1. ## Factor ring

Let I = <x^2 + 5x +6> = {(x^2 + 5x+6) *f| f in Q[x]} Does the factor ring Q[x]/I have any zero divisors?
Clearly, x^2 +5x+6 is not irreducible as it equals (x+2)(x+3), thus Q[x]/I is not a field, however I am having difficulty showing whether or not it is an integral domain.

2. Originally Posted by Coda202

Let I = <x^2 + 5x +6> = {(x^2 + 5x+6) *f| f in Q[x]} Does the factor ring Q[x]/I have any zero divisors?
Clearly, x^2 +5x+6 is not irreducible as it equals (x+2)(x+3), thus Q[x]/I is not a field, however I am having difficulty showing whether or not it is an integral domain.
$\displaystyle (x+2 +I)(x+3 + I)=0$ and $\displaystyle x+2 +I \neq 0, \ x+3 + I \neq 0.$ so $\displaystyle x+2+I$ and $\displaystyle x+3 +I$ are zero divisors.

3. Originally Posted by Coda202
Let I = <x^2 + 5x +6> = {(x^2 + 5x+6) *f| f in Q[x]} Does the factor ring Q[x]/I have any zero divisors?
Clearly, x^2 +5x+6 is not irreducible as it equals (x+2)(x+3), thus Q[x]/I is not a field, however I am having difficulty showing whether or not it is an integral domain.
If $\displaystyle F_1,F_2$ are fields then $\displaystyle F_1\times F_2$ has zero divisors. In fact, all zero divisors are given by: $\displaystyle (a,0),(0,b)$ where $\displaystyle a\in F_1^{\times}, b\in F_2^{\times}$.

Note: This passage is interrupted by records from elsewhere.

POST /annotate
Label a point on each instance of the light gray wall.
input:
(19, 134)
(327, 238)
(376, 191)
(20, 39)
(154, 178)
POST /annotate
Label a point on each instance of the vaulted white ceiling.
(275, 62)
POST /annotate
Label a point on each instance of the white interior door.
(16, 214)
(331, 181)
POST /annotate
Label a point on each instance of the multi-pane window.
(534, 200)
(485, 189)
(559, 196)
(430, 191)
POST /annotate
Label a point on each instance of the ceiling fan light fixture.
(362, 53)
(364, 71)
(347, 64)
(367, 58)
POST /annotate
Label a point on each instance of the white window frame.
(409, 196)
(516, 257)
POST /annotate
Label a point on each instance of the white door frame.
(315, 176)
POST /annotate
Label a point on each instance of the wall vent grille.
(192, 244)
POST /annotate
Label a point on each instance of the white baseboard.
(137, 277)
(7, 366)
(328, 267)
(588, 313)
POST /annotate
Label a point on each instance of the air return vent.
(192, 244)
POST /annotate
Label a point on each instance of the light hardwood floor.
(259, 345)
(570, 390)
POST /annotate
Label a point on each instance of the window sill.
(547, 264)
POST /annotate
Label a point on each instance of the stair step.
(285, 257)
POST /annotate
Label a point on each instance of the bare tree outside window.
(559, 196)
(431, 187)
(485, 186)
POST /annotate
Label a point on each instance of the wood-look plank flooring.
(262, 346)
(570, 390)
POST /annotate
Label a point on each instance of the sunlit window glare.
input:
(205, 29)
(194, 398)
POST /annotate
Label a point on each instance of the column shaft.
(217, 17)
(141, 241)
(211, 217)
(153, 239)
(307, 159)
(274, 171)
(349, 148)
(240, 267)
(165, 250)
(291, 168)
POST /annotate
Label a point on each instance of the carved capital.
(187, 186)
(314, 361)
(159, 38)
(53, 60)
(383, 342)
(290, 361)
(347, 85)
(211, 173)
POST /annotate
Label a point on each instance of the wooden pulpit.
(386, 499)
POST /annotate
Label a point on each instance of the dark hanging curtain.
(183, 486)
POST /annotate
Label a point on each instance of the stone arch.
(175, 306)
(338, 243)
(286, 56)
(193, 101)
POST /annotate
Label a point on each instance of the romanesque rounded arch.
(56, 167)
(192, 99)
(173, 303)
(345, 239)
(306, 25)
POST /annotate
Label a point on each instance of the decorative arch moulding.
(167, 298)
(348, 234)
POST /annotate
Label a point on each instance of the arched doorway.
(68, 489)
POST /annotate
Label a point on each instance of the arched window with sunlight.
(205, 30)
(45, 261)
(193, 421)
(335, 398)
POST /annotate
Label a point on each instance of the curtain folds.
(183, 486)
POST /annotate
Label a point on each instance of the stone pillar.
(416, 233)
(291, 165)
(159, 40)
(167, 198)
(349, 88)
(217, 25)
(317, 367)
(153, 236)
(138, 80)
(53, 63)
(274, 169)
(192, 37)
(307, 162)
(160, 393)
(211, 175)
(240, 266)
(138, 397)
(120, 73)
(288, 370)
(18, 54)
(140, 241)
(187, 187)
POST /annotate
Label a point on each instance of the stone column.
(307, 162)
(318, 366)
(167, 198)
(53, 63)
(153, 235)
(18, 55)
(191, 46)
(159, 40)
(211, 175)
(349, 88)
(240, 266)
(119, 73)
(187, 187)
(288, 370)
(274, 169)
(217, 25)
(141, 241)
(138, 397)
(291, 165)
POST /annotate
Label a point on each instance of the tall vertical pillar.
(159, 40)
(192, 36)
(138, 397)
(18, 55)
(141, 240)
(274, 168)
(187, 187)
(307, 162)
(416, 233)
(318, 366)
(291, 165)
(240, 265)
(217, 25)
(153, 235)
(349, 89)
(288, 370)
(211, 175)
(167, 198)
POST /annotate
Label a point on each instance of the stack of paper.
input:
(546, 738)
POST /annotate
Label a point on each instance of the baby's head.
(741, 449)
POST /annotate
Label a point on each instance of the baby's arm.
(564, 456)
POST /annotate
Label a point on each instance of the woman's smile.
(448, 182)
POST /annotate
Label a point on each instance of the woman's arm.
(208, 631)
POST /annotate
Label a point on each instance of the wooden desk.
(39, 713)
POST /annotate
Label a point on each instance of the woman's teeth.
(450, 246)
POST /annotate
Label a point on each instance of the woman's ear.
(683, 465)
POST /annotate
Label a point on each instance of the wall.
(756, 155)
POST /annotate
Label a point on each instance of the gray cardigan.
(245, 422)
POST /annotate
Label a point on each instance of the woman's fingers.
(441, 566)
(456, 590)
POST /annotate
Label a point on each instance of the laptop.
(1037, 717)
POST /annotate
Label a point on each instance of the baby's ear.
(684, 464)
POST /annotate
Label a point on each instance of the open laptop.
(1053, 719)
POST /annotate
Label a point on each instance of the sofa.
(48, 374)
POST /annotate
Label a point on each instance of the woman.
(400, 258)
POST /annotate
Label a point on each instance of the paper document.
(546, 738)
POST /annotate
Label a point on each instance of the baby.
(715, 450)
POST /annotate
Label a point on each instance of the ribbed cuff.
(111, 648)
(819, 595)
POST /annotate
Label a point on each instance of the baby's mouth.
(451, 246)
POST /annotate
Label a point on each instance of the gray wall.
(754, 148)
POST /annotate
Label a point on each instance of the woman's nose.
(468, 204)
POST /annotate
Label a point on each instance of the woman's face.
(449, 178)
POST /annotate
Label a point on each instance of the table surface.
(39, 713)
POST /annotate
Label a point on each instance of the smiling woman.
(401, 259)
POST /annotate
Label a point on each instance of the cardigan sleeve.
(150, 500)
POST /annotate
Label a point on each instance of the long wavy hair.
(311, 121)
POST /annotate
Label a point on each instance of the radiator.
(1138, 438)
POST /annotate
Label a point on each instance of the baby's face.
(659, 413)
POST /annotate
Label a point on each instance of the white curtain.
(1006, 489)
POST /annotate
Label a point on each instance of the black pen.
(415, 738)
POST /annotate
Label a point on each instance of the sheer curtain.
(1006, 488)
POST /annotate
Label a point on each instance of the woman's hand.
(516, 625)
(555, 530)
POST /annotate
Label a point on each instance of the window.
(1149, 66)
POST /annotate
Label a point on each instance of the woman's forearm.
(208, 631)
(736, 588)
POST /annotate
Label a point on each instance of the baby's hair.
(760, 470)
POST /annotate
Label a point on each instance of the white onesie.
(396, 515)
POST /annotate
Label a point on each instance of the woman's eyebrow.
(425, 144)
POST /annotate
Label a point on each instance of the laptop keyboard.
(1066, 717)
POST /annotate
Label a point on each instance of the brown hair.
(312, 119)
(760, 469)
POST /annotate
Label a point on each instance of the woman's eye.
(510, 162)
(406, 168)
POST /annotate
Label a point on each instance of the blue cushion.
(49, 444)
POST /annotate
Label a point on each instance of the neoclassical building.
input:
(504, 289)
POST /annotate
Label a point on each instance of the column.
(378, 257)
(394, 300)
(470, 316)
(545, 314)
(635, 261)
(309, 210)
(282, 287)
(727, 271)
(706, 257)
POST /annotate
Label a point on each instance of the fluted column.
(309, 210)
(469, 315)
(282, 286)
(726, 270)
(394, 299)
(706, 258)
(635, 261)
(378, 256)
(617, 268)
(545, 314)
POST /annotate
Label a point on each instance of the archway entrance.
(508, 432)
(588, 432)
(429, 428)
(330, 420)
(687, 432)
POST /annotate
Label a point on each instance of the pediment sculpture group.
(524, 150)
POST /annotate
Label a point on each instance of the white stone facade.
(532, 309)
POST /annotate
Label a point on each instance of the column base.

Notice that $\displaystyle x^2 + 5x+6 = (x+2)(x+3)$. Thus, by Chinese remainder theorem:
$\displaystyle \mathbb{Q}[x]/(x^2+5x+6) \simeq \mathbb{Q}[x]/(x+2) \times \mathbb{Q}[x]/(x+3)\simeq \mathbb{Q}\times \mathbb{Q}$
As you can see the RHS has many many zero divisors.